50% of women on electoral lists?
At the ninth session of the Gender Equality Committee of the House of Representatives of the Parliament of Bosnia and Herzegovina the Draft Proposal of the Framework Law on Treatment of Infertility by Assisted Reproductive Technology and the Law on the Changes and Amendments of the Electoral Law BiH were discussed. Of the nine members of the Committee seven were present at the session.
The Draft Proposal of the Framework Law on Treatment of Infertility by Assisted Reproductive Technology
There was a heated discussion over the Draft Proposal of the Framework Law on Treatment of Infertility by Assisted Reproductive Technology, which lead to its eventual adoption (4:3 votes) and the agreement to submit it for further consideration. The Draft Law is a result of tireless work by the best medical experts and it aims to regulate this area of law in order to enable couples and women who cannot conceive naturally, to have access to Assisted Reproductive Technology in order to be able to have a family as guaranteed to them by the Constitution.
The Law on Changes and Amendments of the Electoral Law of Bosnia and Herzegovina
The Law on Changes and Amendments of the Electoral Law of Bosnia and Herzegovina predicts that there needs to be an equal number of male and female candidates, listed interchangeably, on the initiative of Sarajevo Open Centre was made. The members of the committee who were present unanimously agreed that this amendment needs to be adopted and forwarded for further consideration. They stressed that this is their response to the Working Group’s amendments to the Electoral Law, which aim to eliminate the provision that specifies the distribution of candidates on the list. In practice this means that it would be possible for a ballot to be valid if the first 12 candidates were men, and the last eight were women. The Committee considers that this would be regressive in terms of gender equality and women’s rights and that it would result in lowered representation of women in elected bodies.
52% of BiH citizens are women and women make up only about 20% of delegates in government bodies.
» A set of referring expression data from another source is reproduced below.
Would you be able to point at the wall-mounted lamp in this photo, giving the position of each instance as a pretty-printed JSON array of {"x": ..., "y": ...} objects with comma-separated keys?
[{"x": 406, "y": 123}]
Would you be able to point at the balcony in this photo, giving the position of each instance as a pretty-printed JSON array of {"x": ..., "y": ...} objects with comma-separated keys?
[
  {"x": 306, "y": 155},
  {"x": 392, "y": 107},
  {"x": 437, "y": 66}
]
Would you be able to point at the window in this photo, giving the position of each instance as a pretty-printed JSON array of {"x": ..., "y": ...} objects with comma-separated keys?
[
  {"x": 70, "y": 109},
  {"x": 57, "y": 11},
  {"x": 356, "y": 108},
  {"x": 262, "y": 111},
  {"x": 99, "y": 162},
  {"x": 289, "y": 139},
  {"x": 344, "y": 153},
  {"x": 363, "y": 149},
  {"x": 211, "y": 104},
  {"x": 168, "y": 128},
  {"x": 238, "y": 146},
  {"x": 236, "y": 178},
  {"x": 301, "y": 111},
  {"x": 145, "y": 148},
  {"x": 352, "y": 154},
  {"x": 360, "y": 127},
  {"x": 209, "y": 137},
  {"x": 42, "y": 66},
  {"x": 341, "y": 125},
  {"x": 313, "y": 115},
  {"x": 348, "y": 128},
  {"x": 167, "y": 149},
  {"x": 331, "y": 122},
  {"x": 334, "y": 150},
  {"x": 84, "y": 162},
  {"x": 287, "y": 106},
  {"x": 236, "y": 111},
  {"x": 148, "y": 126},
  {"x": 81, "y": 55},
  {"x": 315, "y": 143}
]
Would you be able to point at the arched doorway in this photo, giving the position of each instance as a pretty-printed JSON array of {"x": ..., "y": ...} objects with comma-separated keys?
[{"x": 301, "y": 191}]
If the 50% amendment were adopted it would lead to a higher number of elected women, but it would also pave the way for Bosnia and Herzegovina to enter political history as one of the first European Countries to have its government reflect true and substantive gender equality. The amendment is also important because it will provide a further incentive for the political parties to have a better pool of women candidates.
These two proposals will be forwarded into the Parliamentary Procedure of the House of Representatives of the Parliament of Bosnia and Herzegovina.